The triglycerides are metabolised by combining with oxygen. Broadly speaking, the process can be summarised as:
Triglyceride (C55H104O6) + 78O2 → 55CO2 + 52H2O + energy
Though energy is also produced when fat is burned, the proportion of carbon dioxide and water produced is much higher. According to the BMJ paper, when 10 kg of fat (triglyceride) is burnt, 8.4 kg of it is exhaled as carbon dioxide and 1.6 kg is lost as water.

Responses of a sample of doctors, dieticians, and personal trainers to the question “When somebody loses weight, where does it go?” (Correct answer CO2). – Image: BMJ
Ruben Meerman, a physicist and Australian TV science presenter and the first author of the paper lost 15 kilograms in 2013 and simply wanted to know where those kilograms were going. “After a self-directed, crash course in biochemistry, I stumbled onto this amazing result,” he told University of New South Wales. “The fact that almost nobody could answer it took me by surprise, but it was only when I showed Andrew Brown, [head of the School of Biotechnology and Biomolecular Sciences, UNSW] my calculations that we both realised how poorly this topic is being taught.”
Lifting the veil on weight loss, the authors point out that a person weighing 70 kg spending a day asleep, at rest, and performing light activities would exhale 0.74 kg of carbon dioxide; the carbon lost from the body is 203 g.
By exercising for one hour such that his metabolic rate is seven times that of resting would allow the person to remove an additional 39 g of carbon. So the total carbon removed from the body works out to 240 g.

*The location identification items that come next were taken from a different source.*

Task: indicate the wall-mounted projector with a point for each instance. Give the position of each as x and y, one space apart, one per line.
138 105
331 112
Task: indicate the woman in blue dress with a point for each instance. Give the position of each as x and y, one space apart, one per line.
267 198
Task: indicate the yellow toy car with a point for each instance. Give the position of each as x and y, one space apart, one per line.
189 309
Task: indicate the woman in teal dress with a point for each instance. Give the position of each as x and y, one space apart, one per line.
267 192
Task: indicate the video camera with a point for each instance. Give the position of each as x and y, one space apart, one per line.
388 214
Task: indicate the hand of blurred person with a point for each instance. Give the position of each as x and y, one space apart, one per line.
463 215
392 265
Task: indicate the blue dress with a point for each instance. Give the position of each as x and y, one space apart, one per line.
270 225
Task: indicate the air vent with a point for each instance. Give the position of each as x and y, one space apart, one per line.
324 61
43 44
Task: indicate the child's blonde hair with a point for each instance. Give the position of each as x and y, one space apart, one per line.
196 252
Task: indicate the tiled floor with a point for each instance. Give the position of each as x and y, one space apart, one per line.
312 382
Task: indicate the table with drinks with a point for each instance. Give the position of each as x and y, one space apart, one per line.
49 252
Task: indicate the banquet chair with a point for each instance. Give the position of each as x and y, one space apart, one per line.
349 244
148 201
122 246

One of the most frequently asked questions the authors have encountered is whether simply breathing more can cause weight loss. The answer is no. Breathing more than required by a person’s metabolic rate leads to hyperventilation, which can result in dizziness, palpitations and loss of consciousness, notes a University press release.
Alas, eating a single 100 g muffin would meet 20 per cent of his daily energy requirement. “Physical activity as a weight loss strategy is, therefore, easily foiled by relatively small quantities of excess food,” they underline.